Tech • IA • Crypto
China has blocked Meta’s $2 billion acquisition of AI firm Manus, signaling a major geopolitical escalation in control over strategic artificial intelligence technologies.
On April 27, China’s National Development and Reform Commission (NDRC) ordered the reversal of Meta’s acquisition of Manus, despite the deal already being finalized. The transaction, worth around $2 billion, included team integration, data transfer, and operational consolidation. Authorities demanded a full rollback, including funds, intellectual property, and personnel.
The decision relies on China’s foreign investment security mechanism, introduced in 2021 but rarely enforced until now.
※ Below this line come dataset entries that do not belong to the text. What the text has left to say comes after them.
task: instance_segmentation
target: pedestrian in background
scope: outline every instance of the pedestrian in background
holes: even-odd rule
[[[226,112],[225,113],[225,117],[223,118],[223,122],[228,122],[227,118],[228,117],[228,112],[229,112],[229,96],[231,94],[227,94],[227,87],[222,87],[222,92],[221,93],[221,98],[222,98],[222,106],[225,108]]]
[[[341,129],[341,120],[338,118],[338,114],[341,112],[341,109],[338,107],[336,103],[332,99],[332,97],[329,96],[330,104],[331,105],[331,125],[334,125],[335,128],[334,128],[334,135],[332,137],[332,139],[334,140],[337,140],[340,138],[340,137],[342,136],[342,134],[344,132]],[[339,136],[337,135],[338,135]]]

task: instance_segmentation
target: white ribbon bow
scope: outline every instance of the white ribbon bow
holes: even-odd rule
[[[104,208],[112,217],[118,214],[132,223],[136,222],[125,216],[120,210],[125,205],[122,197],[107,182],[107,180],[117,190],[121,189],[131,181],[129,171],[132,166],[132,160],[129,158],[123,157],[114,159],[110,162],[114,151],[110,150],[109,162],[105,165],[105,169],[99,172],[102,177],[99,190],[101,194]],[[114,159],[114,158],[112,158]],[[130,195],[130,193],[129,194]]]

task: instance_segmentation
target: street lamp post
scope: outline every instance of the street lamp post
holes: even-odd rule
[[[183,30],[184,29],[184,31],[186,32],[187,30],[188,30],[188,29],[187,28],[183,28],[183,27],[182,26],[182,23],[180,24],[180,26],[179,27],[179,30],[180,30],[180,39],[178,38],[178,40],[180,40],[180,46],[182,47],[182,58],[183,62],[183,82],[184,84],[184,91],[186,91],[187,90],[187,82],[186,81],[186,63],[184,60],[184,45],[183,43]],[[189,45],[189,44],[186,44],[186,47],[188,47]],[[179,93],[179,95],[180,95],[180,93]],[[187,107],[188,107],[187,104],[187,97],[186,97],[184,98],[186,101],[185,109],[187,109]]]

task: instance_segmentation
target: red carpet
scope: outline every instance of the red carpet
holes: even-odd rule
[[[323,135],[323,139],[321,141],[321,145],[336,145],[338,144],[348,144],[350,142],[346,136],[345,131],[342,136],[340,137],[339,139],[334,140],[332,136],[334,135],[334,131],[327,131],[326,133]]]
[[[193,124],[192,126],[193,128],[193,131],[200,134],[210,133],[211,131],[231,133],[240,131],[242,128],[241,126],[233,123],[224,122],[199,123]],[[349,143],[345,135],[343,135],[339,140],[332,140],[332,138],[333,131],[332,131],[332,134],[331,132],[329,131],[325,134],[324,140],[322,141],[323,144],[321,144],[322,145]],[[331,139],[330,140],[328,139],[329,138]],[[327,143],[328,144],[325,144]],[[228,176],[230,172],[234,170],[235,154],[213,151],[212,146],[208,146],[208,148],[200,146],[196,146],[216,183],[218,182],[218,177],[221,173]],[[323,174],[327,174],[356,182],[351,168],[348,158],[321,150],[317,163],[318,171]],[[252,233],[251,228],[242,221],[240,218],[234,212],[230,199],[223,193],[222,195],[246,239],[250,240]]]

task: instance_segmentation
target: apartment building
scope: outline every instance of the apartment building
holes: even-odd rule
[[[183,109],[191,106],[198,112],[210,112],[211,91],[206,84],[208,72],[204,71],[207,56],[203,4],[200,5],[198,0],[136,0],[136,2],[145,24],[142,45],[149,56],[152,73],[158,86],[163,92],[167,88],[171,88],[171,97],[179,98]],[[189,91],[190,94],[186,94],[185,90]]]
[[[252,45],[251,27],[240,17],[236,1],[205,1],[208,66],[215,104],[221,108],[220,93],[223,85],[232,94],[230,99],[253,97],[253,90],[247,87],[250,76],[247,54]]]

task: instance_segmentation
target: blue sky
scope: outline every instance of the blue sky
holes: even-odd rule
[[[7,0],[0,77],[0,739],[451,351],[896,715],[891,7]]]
Officials argued the deal involved sensitive technologies and improperly transferred strategic assets abroad without approval, marking an aggressive expansion of regulatory reach.
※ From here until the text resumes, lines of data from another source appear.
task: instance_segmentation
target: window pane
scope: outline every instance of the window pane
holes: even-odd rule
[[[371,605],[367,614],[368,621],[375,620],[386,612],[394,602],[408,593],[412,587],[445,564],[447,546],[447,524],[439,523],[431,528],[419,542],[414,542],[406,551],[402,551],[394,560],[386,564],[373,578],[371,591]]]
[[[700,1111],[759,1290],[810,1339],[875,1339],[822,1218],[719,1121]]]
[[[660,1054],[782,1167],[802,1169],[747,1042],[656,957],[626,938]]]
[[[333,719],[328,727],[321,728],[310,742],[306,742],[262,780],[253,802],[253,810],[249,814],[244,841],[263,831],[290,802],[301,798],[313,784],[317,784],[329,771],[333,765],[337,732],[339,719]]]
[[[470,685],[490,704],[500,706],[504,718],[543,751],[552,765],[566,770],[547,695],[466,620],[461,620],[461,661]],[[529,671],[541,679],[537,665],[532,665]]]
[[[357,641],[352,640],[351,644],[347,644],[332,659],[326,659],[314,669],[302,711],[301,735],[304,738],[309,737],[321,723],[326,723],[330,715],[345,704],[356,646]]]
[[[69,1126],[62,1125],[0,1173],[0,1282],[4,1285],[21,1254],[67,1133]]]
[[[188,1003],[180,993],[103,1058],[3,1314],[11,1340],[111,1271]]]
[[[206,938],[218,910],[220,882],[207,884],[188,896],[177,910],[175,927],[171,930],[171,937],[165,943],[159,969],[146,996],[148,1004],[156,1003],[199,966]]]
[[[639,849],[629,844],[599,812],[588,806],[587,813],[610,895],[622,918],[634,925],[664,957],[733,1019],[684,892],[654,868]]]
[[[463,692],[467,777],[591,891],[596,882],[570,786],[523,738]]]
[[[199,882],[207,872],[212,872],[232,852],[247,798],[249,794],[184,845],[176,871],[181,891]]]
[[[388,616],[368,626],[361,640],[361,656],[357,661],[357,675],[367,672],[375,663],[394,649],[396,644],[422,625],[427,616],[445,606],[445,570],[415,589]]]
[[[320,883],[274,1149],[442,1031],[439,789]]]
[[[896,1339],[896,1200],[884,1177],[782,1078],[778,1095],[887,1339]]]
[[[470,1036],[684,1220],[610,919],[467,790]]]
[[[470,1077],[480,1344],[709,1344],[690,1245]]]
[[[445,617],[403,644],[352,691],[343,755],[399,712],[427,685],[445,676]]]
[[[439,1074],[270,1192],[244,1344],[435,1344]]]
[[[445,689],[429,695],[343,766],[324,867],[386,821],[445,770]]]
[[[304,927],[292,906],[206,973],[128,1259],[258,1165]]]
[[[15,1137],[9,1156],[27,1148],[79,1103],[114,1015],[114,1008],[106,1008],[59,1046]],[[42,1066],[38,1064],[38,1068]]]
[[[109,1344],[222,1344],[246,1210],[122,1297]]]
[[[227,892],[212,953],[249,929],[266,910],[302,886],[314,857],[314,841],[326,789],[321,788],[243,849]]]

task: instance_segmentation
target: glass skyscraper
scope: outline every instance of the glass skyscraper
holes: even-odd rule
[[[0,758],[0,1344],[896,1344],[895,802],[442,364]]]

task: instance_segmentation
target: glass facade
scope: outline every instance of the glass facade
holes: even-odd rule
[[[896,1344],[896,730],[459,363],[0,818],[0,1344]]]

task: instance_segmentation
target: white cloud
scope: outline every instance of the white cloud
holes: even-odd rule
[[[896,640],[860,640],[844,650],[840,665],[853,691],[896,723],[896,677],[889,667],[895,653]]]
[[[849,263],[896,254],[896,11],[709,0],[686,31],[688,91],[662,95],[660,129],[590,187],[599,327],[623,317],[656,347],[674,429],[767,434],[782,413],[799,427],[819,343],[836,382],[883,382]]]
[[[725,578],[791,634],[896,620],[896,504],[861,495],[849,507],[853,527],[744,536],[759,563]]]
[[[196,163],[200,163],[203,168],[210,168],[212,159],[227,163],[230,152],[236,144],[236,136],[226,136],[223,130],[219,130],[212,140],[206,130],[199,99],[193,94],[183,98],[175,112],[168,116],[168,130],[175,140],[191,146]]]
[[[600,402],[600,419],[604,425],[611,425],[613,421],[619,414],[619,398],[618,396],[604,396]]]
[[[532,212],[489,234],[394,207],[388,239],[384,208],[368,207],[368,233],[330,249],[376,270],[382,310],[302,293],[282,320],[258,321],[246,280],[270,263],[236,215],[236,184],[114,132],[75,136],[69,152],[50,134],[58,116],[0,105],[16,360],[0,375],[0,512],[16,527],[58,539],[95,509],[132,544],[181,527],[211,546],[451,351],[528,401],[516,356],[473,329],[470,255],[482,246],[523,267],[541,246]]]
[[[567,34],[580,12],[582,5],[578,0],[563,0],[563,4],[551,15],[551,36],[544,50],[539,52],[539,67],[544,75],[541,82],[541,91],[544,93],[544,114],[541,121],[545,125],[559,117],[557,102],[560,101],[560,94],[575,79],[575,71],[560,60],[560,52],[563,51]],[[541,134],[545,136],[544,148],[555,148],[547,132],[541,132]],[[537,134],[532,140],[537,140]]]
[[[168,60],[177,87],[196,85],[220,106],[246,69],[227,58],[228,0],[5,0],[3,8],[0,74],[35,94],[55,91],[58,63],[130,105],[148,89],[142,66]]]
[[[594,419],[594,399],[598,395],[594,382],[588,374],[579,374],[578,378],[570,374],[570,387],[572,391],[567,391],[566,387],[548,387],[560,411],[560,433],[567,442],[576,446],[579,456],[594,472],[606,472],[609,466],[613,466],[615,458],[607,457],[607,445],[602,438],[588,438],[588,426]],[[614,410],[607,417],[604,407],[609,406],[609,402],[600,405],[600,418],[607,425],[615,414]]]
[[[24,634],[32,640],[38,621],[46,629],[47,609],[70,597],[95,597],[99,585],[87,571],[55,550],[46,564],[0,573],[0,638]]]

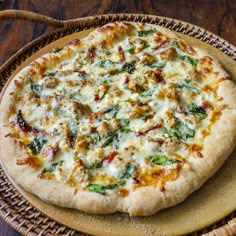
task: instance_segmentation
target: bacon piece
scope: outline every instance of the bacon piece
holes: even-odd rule
[[[67,46],[77,46],[80,44],[80,40],[79,39],[73,39],[72,41],[70,41]]]
[[[19,110],[17,113],[17,124],[19,125],[20,129],[25,133],[30,133],[30,132],[38,133],[39,132],[39,130],[37,130],[36,128],[33,128],[32,126],[27,124],[27,122],[25,121],[25,119],[22,116],[21,110]]]
[[[100,98],[99,98],[98,94],[94,94],[94,101],[95,102],[99,102],[100,101]]]
[[[114,157],[117,155],[116,151],[110,152],[107,156],[103,157],[102,162],[106,161],[108,163],[112,162]]]
[[[68,146],[72,149],[75,148],[75,140],[73,136],[69,136],[66,138],[66,143],[68,144]]]
[[[94,57],[95,57],[95,46],[92,44],[91,47],[88,48],[88,57],[93,61]]]
[[[184,108],[183,108],[181,105],[178,105],[178,106],[175,108],[175,111],[176,111],[177,113],[183,114],[183,113],[184,113]]]
[[[125,77],[125,84],[128,84],[129,83],[129,76],[127,75],[126,77]]]
[[[153,114],[150,114],[150,115],[148,115],[147,117],[145,117],[145,118],[143,119],[144,122],[147,122],[148,120],[153,119],[153,117],[155,116],[155,114],[156,114],[156,112],[154,112]]]
[[[160,123],[158,123],[158,124],[152,126],[151,128],[147,129],[146,131],[143,131],[143,132],[140,131],[140,132],[138,132],[137,137],[146,135],[147,133],[149,133],[152,130],[161,128],[161,126],[162,125]]]
[[[122,60],[125,59],[125,52],[121,46],[118,47],[118,53],[121,55]]]
[[[205,110],[206,108],[208,108],[209,107],[209,102],[208,101],[204,101],[204,102],[202,102],[202,108]]]
[[[48,145],[44,151],[44,156],[47,159],[49,159],[49,161],[53,161],[58,151],[59,151],[58,143],[56,143],[56,145],[54,146]]]

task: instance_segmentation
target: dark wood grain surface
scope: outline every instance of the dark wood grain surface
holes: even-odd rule
[[[7,9],[61,20],[108,13],[161,15],[198,25],[236,45],[236,0],[1,0],[0,10]],[[54,29],[23,20],[0,20],[0,66],[27,43]],[[0,235],[19,234],[0,219]]]

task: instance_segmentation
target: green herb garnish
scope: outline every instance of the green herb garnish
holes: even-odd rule
[[[35,138],[27,147],[31,150],[34,155],[38,155],[47,140],[42,138]]]
[[[189,112],[196,115],[200,120],[204,120],[207,117],[206,111],[201,106],[197,106],[196,104],[189,106]]]
[[[166,166],[171,165],[173,163],[181,163],[180,160],[169,159],[166,155],[158,154],[150,158],[150,162],[155,165]]]
[[[130,179],[132,177],[132,175],[134,174],[136,170],[136,166],[134,164],[127,164],[125,167],[125,172],[122,175],[121,179]]]
[[[123,72],[127,72],[129,74],[132,74],[135,70],[135,65],[136,65],[136,61],[131,61],[129,63],[125,63],[121,69],[118,70],[117,73],[123,73]]]
[[[120,122],[120,125],[121,125],[121,128],[120,128],[121,132],[130,131],[130,128],[129,128],[130,121],[128,119],[119,119],[119,122]]]
[[[63,160],[61,160],[59,162],[54,162],[51,164],[51,166],[49,168],[44,168],[42,172],[43,173],[51,173],[56,170],[57,166],[61,166],[63,164],[63,162],[64,162]]]
[[[90,163],[89,168],[90,169],[96,169],[102,167],[102,161],[101,160],[96,160],[92,163]]]
[[[151,30],[140,30],[138,31],[138,36],[139,37],[148,37],[150,35],[153,35],[154,33],[156,33],[157,31],[155,29],[151,29]]]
Manus is not a traditional language model but an agentic orchestration platform, capable of autonomously coordinating multi-step AI tasks across systems. The company reportedly reached $100 million in monthly revenue within eight months, making it a high-value strategic asset in the rapidly growing field of AI agents.
Chinese authorities cited unauthorized export of training data and behavioral data from Chinese users as a core issue. They argue these datasets underpin Manus’s capabilities and cannot legally be transferred to foreign entities, especially major U.S. tech firms like Meta.
Meta has contested the decision, stating it complied with international regulations. However, China has enforced compliance by summoning Manus’s founders—who have not been allowed to leave the country—and demanding immediate reversal. The dispute is expected to surface in upcoming high-level talks between Xi Jinping and Donald Trump.
The move suggests China is willing to assert control not only over domestic companies but also over foreign acquisitions involving Chinese-origin technology. This could reshape global AI investment flows and accelerate a technological decoupling between China and the United States.
Meanwhile, French company Mistral AI has launched Mistral Workflows, a platform designed for large-scale enterprise AI automation. Targeting firms like CMA CGM, La Banque Postale, and France Travail, it focuses on reliability, monitoring, and orchestration of complex AI processes across organizations.
In parallel developments, OpenAI has expanded beyond its historical reliance on Microsoft, making its models available on Amazon Web Services (AWS). This marks a broader shift toward multicloud AI ecosystems, increasing competition and accessibility across providers.
Industry signals indicate OpenAI, in collaboration with former Apple designer Jony Ive, is developing a new AI-centric hardware device. Early reports suggest a custom chip designed by Qualcomm and MediaTek, with potential commercialization by 2028, aiming to replace traditional app-based smartphones with fully agent-driven interfaces.
The forced reversal of Meta’s Manus acquisition highlights how artificial intelligence has become a central axis of geopolitical power, with nations increasingly asserting control over data, talent, and technology in a rapidly fragmenting global landscape.